BARTScore is a sequence-to-sequence based metric that leverages the BART model to evaluate text quality. It provides a more nuanced evaluation of semantic similarity and generation quality compared to traditional metrics.

Overview

BARTScore uses BART's ability to understand and generate text to compute likelihood scores between generated and reference texts.
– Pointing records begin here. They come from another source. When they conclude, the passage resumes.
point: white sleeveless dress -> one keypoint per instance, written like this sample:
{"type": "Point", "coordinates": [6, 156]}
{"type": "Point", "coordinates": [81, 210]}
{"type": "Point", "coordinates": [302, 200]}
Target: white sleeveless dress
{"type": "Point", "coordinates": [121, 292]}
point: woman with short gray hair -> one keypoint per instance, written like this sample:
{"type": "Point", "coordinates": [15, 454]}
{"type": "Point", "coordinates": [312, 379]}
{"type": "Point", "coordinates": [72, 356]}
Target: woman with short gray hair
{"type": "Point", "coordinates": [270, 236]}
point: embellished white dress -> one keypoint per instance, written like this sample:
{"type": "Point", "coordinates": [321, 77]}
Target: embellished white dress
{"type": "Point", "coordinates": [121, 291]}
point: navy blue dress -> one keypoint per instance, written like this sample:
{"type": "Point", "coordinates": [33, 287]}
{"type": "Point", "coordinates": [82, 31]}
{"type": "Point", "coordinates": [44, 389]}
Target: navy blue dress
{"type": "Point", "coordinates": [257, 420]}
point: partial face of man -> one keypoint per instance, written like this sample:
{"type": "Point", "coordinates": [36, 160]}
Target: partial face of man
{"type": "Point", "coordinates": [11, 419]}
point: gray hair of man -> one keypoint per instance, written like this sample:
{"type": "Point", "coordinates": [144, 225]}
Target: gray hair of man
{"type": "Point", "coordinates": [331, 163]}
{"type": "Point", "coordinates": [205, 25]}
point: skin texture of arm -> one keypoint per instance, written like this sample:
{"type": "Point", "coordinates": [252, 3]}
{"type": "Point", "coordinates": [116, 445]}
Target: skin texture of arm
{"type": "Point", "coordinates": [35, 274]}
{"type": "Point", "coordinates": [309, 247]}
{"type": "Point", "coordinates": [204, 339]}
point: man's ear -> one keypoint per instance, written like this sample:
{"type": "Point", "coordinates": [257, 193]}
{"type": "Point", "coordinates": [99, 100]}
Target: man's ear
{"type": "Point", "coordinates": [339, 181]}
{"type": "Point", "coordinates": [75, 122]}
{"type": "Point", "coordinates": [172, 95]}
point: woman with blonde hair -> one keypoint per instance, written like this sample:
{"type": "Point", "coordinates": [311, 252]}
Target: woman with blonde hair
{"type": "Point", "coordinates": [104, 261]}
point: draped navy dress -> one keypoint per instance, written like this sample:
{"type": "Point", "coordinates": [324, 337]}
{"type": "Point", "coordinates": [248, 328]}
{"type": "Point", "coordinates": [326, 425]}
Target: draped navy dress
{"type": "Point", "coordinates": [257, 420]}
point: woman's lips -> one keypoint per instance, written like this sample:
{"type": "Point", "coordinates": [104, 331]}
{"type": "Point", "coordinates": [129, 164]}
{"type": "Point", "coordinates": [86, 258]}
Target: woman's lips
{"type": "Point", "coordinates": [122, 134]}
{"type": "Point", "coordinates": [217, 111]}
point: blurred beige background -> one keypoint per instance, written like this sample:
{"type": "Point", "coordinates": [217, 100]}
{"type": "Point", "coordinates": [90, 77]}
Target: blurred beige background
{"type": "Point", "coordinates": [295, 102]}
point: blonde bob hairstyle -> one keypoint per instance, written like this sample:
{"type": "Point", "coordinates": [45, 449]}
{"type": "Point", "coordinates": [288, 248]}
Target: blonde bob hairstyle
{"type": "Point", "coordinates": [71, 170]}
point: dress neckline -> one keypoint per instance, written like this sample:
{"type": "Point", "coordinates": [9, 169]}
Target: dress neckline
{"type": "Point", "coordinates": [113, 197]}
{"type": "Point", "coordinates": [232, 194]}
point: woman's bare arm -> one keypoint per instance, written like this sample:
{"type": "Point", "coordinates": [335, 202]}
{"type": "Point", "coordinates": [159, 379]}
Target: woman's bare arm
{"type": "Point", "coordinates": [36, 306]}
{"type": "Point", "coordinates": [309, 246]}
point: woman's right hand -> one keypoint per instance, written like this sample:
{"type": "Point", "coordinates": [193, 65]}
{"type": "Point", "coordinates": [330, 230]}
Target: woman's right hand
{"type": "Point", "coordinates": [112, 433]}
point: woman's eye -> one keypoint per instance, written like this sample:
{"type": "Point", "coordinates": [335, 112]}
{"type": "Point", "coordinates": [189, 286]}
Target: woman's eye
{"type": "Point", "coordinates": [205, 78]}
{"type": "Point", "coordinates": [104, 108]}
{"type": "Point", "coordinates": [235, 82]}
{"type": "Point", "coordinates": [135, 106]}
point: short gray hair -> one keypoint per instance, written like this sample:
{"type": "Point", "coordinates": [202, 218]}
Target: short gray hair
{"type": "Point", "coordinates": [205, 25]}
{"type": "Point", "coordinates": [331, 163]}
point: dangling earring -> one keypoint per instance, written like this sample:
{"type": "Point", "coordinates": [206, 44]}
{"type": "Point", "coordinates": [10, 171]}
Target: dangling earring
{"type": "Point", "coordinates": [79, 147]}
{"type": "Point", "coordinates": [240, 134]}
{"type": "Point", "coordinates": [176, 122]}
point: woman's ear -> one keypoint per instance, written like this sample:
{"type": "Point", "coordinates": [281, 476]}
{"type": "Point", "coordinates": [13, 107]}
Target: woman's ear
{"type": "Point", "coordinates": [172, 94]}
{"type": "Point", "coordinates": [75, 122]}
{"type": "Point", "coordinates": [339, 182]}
It can evaluate text in both directions (paraphrase likelihood and generation likelihood), making it particularly useful for assessing both accuracy and fluency.

How It Works

BARTScore operates by:

  1. Computing the likelihood of generating the reference given the candidate (faithfulness)
  2. Computing the likelihood of generating the candidate given the reference (precision)
  3. Optionally combining both scores for a bidirectional evaluation

The score reflects how well BART can predict the target text given the source, with higher probabilities indicating better quality.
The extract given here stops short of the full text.